For the past five years Stirling’s Cody Kapcsos has been on a solitary mission to solve the mystery of who’s buried in the abandoned pioneer cemetery near the ghost hamlet of Masinasin.
Kapcsos, who has also spent countless hours restoring the cemetery, could only identify four of the known 11 burials at the site, located about 50 kilometres southeast of his village in southern Alberta.
And back home there was another mystery, also involving pioneer locals who’ve passed on to the afterlife — four tombstones laying on the northeast bank of the village’s fishing pond, a former water reservoir decommissioned several decades earlier. One even bears a name: Nellie Selk, who died at the age of 30 in 1938.

“It might throw some for a loop. It did when I first saw it,” said Kapcsos. “It raises questions about why they are there, and whether somebody is actually buried there.”
While the fish pond has been a popular local recreational spot for many years, the mysterious tombstones have remained largely unnoticed or ignored.
“I knew they were there. I haven’t thought much about them,” said Jack Hicken, a member of the Stirling Historical Society and a resident since 1962.
Hicken said he knew several tombstones at the Stirling Memorial Cemetery had been replaced with the old ones discarded at the pond, although he does not know when.
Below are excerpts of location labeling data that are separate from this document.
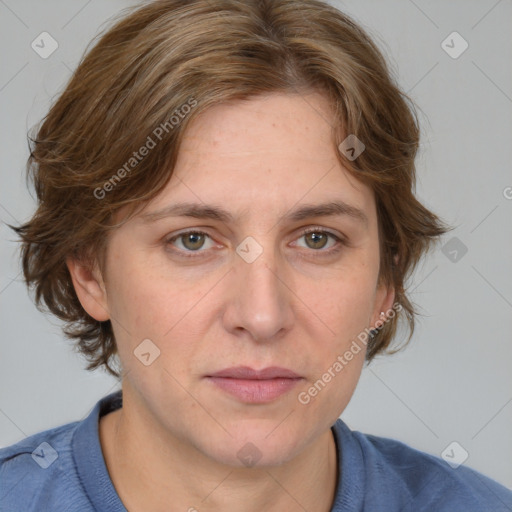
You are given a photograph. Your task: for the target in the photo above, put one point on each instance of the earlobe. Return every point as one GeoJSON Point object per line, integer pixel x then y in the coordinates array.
{"type": "Point", "coordinates": [89, 288]}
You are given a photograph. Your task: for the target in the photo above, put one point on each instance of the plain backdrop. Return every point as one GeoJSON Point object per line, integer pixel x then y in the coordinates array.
{"type": "Point", "coordinates": [453, 382]}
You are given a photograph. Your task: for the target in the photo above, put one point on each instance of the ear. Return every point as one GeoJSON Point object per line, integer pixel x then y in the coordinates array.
{"type": "Point", "coordinates": [384, 299]}
{"type": "Point", "coordinates": [90, 288]}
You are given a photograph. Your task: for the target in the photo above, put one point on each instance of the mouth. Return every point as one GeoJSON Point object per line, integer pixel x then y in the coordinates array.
{"type": "Point", "coordinates": [255, 386]}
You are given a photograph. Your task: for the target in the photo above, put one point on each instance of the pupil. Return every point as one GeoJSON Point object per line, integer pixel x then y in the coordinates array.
{"type": "Point", "coordinates": [194, 238]}
{"type": "Point", "coordinates": [317, 238]}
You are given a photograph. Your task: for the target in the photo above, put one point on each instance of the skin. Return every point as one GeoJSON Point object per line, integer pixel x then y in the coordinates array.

He speculated they were used to control erosion.
“I guess they did it because of the wash of the water and they were looking for rocks,” said Hicken. “The rocks were put there to impede the water wash.”
Ron Bore, a former secretary with

the historical society, also recalls some faded and broken tombstones being replaced years ago, with the old ones placed along the pond’s bank to reduce erosion.
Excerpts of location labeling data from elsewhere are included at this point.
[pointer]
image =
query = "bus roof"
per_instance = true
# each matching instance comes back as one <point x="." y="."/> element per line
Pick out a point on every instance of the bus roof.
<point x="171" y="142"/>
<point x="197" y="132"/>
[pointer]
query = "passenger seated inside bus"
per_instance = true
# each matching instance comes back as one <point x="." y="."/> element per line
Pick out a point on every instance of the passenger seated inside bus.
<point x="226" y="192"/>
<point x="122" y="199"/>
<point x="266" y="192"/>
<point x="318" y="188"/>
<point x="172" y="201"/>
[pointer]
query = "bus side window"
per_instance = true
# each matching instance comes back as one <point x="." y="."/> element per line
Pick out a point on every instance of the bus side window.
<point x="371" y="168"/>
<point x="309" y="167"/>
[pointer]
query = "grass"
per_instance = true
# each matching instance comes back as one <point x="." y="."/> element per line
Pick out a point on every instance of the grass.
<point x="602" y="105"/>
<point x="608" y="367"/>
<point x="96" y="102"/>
“I have been here a long time and I have not heard any untoward comments regarding the placement there,” said Bore.
But Hicken thinks differently, and wants them removed.
“It could be sacrilegious, I guess, in a sense,” he said. “I could take a look and make a recommendation to council. But it’s just kind of dumb they be there. Either remove them or break them up so nobody could tell what they were.”
Mike Selk, the village’s chief administrative officer, said the monuments are actually capstones, which are placed over gravesites — even the one with Nellie Selk’s name, a relative of his.

Selk said he knew about the monuments at the pond and has never taken “personal offence,” but concedes it might now be necessary to finally remove them.
“This is something that will probably be taken care of appropriately,” said Selk.
In the meantime, Kapcsos has finally solved both mysteries. In January, he received a full list of all known burials at the Masinasin Cemetery from the Alberta Genealogical Society. And recently, he found Nellie Selk’s new tombstone at her gravesite in the local cemetery.
Still, he’s bewildered why full tombstones were ever placed at the pond.
“A boulder would have done the job or they could have at least pulverized the concrete rather than just dumping the whole things in.”